Les phonèmes sont un peu comme les atomes de notre système de parole, ils sont la plus petite unité distinctive permettant de discriminer des mots. En français, nous connaissons tous les voyelles a, e, i, o, u et consonnes p,t,s,b etc. En partant des données historiques, archéologiques et génétiques nous suspectons que le continent africain est le berceau de notre espèce et qu’à l’autre extrémité, le continent américain et l’Océanie sont les dernières zone colonisées par sapiens. Or nous constatons que la diversité phonémique, donc le nombre de phonèmes que contient une langue, est de 141 phonèmes pour les langues situées au sud de l’Afrique et de 11 pour les langues Rotokas et Pirahä, parlées respectivement en Nouvelle Guinée et en Amérique du sud.

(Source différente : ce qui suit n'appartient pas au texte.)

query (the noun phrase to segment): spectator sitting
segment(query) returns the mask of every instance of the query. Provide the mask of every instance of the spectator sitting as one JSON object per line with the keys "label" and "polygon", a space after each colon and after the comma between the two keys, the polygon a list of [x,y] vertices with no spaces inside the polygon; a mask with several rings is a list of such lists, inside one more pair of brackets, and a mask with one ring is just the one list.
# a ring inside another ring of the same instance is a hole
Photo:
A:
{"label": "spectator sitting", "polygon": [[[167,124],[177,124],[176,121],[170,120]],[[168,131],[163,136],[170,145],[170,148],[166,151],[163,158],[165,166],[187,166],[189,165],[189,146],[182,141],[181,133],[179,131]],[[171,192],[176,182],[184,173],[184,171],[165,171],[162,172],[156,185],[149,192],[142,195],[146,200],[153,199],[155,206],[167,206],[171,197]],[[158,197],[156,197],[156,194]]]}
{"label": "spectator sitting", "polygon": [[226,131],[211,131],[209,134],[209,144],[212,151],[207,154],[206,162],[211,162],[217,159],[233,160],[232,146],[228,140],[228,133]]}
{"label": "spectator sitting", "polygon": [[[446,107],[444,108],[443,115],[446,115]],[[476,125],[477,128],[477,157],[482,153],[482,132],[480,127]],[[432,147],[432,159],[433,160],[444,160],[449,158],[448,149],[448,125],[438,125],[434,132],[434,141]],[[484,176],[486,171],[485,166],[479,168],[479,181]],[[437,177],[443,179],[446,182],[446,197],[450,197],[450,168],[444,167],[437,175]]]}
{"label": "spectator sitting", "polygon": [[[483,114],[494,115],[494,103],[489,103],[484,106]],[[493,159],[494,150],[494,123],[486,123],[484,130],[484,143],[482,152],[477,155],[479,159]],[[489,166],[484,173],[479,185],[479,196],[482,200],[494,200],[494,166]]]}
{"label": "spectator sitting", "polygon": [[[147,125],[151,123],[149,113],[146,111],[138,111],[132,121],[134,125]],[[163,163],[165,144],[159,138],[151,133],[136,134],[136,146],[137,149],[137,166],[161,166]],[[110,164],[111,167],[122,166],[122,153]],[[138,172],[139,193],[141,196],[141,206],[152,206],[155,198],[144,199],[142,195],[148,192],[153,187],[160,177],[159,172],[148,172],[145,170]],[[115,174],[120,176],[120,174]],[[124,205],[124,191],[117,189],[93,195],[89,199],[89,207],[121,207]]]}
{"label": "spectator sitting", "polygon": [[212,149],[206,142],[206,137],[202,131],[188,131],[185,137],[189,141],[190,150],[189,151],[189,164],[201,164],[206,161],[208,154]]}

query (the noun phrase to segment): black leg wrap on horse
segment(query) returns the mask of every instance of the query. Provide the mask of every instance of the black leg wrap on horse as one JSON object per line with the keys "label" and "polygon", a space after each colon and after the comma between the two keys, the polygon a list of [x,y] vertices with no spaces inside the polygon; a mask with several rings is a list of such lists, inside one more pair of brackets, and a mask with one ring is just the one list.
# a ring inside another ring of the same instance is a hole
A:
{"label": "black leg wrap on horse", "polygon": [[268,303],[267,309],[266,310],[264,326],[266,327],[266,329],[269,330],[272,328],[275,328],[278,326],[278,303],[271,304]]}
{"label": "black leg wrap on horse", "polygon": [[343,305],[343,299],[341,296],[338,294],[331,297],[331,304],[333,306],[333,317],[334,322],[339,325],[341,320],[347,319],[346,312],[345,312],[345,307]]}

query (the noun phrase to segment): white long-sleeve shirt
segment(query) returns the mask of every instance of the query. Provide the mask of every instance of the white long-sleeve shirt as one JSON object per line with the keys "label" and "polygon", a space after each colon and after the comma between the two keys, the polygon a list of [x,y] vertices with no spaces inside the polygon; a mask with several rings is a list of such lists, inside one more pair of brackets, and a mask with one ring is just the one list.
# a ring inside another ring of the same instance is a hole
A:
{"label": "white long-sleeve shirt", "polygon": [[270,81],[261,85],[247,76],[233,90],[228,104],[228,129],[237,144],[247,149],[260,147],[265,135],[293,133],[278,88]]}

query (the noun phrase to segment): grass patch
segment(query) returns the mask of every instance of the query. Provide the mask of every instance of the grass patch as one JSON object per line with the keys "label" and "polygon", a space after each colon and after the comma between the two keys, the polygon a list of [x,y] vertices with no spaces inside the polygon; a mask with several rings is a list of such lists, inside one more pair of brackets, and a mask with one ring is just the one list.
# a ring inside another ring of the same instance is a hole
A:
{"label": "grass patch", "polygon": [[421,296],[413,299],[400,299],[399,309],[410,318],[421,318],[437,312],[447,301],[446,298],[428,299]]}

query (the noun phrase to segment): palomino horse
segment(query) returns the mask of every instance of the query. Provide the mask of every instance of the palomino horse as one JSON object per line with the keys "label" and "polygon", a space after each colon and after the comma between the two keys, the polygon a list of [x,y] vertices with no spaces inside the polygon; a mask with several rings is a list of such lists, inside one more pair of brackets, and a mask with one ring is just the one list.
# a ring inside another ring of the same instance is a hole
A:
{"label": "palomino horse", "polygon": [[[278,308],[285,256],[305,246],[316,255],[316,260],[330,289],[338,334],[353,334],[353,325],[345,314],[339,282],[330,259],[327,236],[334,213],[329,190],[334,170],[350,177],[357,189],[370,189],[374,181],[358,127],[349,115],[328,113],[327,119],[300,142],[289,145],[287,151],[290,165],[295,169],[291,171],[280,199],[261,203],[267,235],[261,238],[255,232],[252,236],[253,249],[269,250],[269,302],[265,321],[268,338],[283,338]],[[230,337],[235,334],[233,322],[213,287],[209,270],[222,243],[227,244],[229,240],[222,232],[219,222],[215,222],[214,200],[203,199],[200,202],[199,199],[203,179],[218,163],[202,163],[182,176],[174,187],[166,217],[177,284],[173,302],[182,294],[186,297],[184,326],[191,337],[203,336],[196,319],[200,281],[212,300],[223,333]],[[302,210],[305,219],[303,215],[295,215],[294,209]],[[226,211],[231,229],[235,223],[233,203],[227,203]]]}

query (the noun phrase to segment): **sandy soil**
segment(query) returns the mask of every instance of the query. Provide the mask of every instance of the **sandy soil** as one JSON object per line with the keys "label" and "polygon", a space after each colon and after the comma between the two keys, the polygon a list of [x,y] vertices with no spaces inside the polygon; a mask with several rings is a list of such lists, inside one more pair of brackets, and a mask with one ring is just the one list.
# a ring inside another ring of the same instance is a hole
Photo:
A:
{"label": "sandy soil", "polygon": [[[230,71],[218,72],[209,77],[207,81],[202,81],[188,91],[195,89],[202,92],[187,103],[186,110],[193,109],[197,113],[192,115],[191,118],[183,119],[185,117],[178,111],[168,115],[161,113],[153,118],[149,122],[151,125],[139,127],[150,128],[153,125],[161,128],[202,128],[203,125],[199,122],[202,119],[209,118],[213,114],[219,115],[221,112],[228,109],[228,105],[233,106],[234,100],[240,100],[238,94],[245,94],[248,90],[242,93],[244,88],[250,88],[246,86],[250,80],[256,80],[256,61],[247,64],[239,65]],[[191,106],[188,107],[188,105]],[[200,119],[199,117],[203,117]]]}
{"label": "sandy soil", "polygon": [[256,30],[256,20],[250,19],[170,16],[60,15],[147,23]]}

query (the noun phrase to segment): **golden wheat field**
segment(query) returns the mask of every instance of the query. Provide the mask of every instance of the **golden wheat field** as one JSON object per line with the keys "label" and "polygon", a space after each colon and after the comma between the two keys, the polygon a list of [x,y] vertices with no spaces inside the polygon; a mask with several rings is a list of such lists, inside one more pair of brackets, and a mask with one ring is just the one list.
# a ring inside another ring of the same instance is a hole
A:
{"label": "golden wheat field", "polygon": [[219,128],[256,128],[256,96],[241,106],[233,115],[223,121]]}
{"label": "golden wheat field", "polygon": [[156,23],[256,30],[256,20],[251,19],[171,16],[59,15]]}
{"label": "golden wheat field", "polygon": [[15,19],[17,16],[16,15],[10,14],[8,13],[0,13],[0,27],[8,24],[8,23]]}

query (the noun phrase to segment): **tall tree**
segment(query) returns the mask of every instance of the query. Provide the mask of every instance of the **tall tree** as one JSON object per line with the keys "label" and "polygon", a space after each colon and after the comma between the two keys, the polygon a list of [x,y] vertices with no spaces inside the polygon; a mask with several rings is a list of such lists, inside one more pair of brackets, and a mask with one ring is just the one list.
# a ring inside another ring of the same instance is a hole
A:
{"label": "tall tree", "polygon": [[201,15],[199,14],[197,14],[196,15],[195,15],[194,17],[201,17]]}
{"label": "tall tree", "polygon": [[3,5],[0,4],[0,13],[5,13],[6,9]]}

A partir de données scientifiques et d’un modèle mathématique théorique Perreault er Mathew estimèrent le temps d’accumulation des phonèmes dans une langue. Les savoirs actuels permettent d’établir un lien entre la génération l’importance en nombre d’une population et son caractère isolé ou non avec le taux de génération de nouveaux phonèmes. Perrault et Mathew peaufinèrent leur modèle à partir d’un peuple dont l’histoire génétique nous révèle assez précisément l’histoire migratoire, les populations vivant sur les îles Andaman en Asie du Sud-ouest, ils firent également l’hypothèse que le nombre initial de phonème dans la première langue humaine devait être de 11, en s’inspirant du plus petit nombre de phonèmes présents à l’heure actuelle composant une langue.

Entre 263 et 159 mille ans, l’homme se mit probablement à parler

Contrairement à certaines théories, qui font apparaitre le langage il y a « seulement » 50 mille ans au moment des premières vagues de colonisations, le modèle de Perrault et Mathew fait donc remonter notre langue originelle à une période largement antérieure. Ces résultats trouvent un écho à des découvertes archéologiques qui montrent un gain de complexité dans les comportements humains à la période de l’âge de pierre moyen, entre 350 et 150 mille ans. On a également découvert des fossiles d’êtres humains quasi moderne, le nouveau chainon nommé Homo helmei daterait d’une période entre 195 et 160 mille ans. Enfin, la génétique nous apprend que le goulot d’étranglement génétique de l’espèce sapiens, à savoir le moment où la diversité génétique était la plus basse se situe entre 200 et 100 mille ans. Ce dernier évènement pourrait être un moment de remise à plat du langage humain, les chercheurs n’interdisant pas la possibilité d’un langage préexistant le gain de complexité des comportements humains de l’âge de pierre moyen.

Une méthode peu orthodoxe mais des résultats intéressants

Bien que Perrault et Mathew soient partis d’une intuition, d’un modèle mathématique théorique et de données construites par tâtonnement, l’existence de fouilles archéologiques et de connaissances génétique abondant dans le sens de leurs résultats nous rappellent à quel point la science se doit d’être créative et audacieuse.

L’histoire est écrite par les vainqueurs et l’importance des civilisations à même d’écrire à supplanter dans nos esprits les premiers hommes, ceux là même qui pendant des millénaires ont su survivre dans un milieu particulièrement difficile. Pour ma part, je me réjouis d’en apprendre plus sur ceux et celles à qui nous devons tout et qu’on ne cesse de percevoir comme des sauvages décérébrés. Lorsque l’on voit nos sociétés « modernes » on se demande à quel niveau du segment se trouvent la sauvagerie et la bêtise.